Several prominent Indian government officials came to the country's largest plastics show, PlastIndia, with some words of warning on the environment: The plastics industry must do more to tackle the problems of waste and recycling.
India's president, Pratibha Devisingh Patil, kicked off the event Feb. 4 with a high-profile speech telling the industry that while plastics have many benefits to society, the anticipated doubling of polymer use in India in the next few years will bring more action on environmental problems.
Effective waste management of plastics, by adopting proper recycling technology, is the need of the hour to deal with the menace of plastics waste, Patil said in prepared comments distributed at the show. We need to adopt a responsible approach in the use of plastics.
Plastic articles strewn all across the country in its hills and rivers and streets have caused general public ire and environmental harm, she said, adding that both government and industry need to do more.

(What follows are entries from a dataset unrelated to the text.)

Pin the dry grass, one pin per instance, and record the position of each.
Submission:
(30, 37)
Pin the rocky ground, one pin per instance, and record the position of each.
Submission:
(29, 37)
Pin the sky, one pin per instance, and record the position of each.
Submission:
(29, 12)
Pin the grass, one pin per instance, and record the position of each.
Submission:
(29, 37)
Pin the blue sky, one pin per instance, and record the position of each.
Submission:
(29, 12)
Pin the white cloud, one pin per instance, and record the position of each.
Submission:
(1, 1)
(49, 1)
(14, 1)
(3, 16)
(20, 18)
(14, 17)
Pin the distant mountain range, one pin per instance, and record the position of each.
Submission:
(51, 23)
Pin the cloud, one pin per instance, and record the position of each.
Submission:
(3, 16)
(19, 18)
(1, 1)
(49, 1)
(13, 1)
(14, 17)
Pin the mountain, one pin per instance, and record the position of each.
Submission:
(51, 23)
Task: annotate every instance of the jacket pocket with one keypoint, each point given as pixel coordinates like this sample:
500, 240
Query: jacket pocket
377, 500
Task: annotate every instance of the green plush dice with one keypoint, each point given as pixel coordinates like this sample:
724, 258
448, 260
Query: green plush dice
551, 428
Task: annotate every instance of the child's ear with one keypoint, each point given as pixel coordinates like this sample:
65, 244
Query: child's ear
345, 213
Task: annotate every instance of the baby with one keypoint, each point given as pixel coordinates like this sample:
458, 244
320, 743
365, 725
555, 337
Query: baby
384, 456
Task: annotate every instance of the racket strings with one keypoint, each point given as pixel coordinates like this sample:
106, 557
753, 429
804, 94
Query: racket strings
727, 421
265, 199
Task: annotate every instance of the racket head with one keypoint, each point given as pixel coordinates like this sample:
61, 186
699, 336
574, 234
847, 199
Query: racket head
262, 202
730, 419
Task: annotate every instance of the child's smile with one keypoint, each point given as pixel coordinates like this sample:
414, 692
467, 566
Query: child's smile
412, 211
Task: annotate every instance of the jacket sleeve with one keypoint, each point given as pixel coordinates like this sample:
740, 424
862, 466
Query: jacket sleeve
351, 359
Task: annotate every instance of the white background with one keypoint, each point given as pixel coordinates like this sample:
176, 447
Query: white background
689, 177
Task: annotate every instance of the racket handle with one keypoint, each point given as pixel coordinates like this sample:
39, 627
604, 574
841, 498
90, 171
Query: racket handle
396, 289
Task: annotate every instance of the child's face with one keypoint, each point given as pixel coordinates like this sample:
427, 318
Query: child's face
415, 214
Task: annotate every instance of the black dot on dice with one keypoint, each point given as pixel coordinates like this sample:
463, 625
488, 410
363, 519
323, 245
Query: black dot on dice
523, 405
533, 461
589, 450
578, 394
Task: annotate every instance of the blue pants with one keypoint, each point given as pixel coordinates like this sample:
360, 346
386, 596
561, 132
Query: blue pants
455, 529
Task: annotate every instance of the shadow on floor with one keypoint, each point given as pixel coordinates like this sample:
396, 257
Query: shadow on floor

Patil's comments were echoed by a senior official in India's Ministry of Chemicals and Fertilizers, who told a Feb. 7 forum on plastics recycling that the negative attention on waste runs the risk of overshadowing the positive contributions of plastics.
Neelkamal Darbari, joint secretary of the department of chemicals and petrochemicals, said in an interview after her speech that the industry needs to work harder to reduce plastic bag waste and boost recycling, or local governments will keep pursing what she considers bad policies, such as bag bans that go far beyond what is needed.
I think [firms] need to do a little bit more. The issue here is, the anti-lobby has a stronger voice than the pro-lobby, she said.
India's plastic bag-making industry is fragmented, with numerous but small businesses, she added.
To get them to come up with one strong voice is taking time. It is happening, but it is taking a little time, she said. The leadership is emerging now.
Darbari said plastic attracts attention because bag waste is one of the most visible signs of litter. So far, other plastics and packaging have not received the attention bags have. She said Indian governments have also not done enough on waste issues.
Somewhere down the line the recycling part of it has not received the attention it should in terms of public policy, she told delegates attending the Feb. 7 Asian Plastics Recycling and Waste Management Conference. To a great extent the government is waking up to the problem.
Several local governments in Indian have banned bags, and city officials in New Delhi, India's capital, have pushed one as well.
There appears to be a lot of public pressure against the bags' use. Many street signs in New Delhi, for example, include messages from the government urging people to say no to plastic bags.
One prominent Indian plastics official said industry should step up its actions.
Arvind Mehta, president of the PlastIndia Foundation, the umbrella business group that organizes the show, said in a Feb. 6 interview in his office that industry needs to form an organization to get more involved in public policy. An alternative, he said, would be to ask the Indian Centre for Plastics in the Environment to take on that role. To date, the center has been largely a technical group.
Any government problem cannot be solved without fighting the government, he said.
The issue of plastic waste is a regional one, and one forum attendee from Sri Lanka said industry in that island nation in the Indian Ocean developed a plastic waste collection system, after the government said in 2002 that it wanted to ban or restrict plastic because of environmental concerns.
The industry in that country of 20 million people eventually agreed to assess a tax on all plastic sold in the country, and that money is used to fund a joint industry-government organization that started collecting recyclables from homes, said Merrilene Peramune of Sri Lanka's National Post-Consumer Plastic Waste Management Project.
The program buys trucks for cities, develops educational materials, gives away sacks and has been growing over the past four years in the country's more populated areas, she said.